Friday, September 30, 2011

Ontologies and Data Models – are they the same?

Yesterday a question about how ontologies may be different from logical data models was asked by a newcomer on TopBraid Users Forum. As to be expected on the TopBraid Forum, by ontologies he meant specifically ontology models expressed in RDFS/OWL. Because we frequently hear this or similar questions in our trainings, workshops and in conversations with customers, I decided to respond in a blog post instead of writing an e-mail.

Data modeling was invented more than thirty years ago to help with the design of databases, specifically, relational databases. As quoted below, ANSI definition from 1975 differentiated between three data models – conceptual, logical and physical. Data modeling quickly became recognized as a tool for analyzing the semantics of an organization with the respect to the structure and flow of the information used in carrying out organization’s activities. Wikipedia offers the following definition of Data Modeling:

Data modeling is a method used to define and analyze data requirements needed to support the business processes of an organization. The data requirements are recorded as a conceptual data model with associated data definitions. Actual implementation of the conceptual model is called a logical data model.
<…>
In 1975 ANSI described three kinds of data-model instance:
  • Conceptual schema: describes the semantics of a domain (the scope of the model). For example, it may be a model of the interest area of an organization or of an industry. This consists of entity classes, representing kinds of things of significance in the domain, and relationships assertions about associations between pairs of entity classes. A conceptual schema specifies the kinds of facts or propositions that can be expressed using the model. In that sense, it defines the allowed expressions in an artificial "language" with a scope that is limited by the scope of the model.
  • Logical schema: describes the structure of some domain of information. This consists of descriptions of (for example) tables, columns, object-oriented classes, and XML tags.
  • Physical schema: describes the physical means used to store data. This is concerned with partitions, CPUs, tablespaces, and the like.
According to ANSI, this approach allows the three perspectives to be relatively independent of each other. Storage technology can change without affecting either the logical or the conceptual model. The table/column structure can change without (necessarily) affecting the conceptual model.
These definitions describe a clear progression from conceptual to logical to physical data models. SInce their origin is in the 70s, they reflect certain technology assumptions than no longer hold true.
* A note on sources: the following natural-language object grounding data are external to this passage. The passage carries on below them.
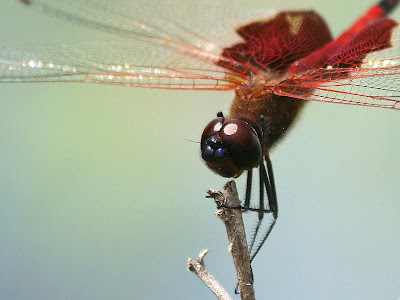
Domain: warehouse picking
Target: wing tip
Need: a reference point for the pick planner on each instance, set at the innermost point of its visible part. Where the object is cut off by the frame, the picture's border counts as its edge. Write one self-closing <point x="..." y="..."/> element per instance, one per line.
<point x="26" y="2"/>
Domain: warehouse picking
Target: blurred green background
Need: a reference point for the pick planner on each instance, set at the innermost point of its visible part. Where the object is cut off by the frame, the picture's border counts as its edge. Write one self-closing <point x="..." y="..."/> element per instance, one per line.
<point x="102" y="196"/>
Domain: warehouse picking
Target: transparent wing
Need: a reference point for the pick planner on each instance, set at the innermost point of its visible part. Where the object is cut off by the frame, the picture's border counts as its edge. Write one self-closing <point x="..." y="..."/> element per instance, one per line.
<point x="160" y="44"/>
<point x="375" y="82"/>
When information modeling is done to create a relational database, conceptual model must be different from a logical model because there is no place in a relational database structure to capture, for example, business rules, create subsumtion relationships and describe other key aspects of a conceptual model. This semantic information collected and documented as part of the initial modeling is left behind when modelers and designers move on to define a logical data model. The "left behind" parts are used by software developers as they encode business semantics directly into custom programs.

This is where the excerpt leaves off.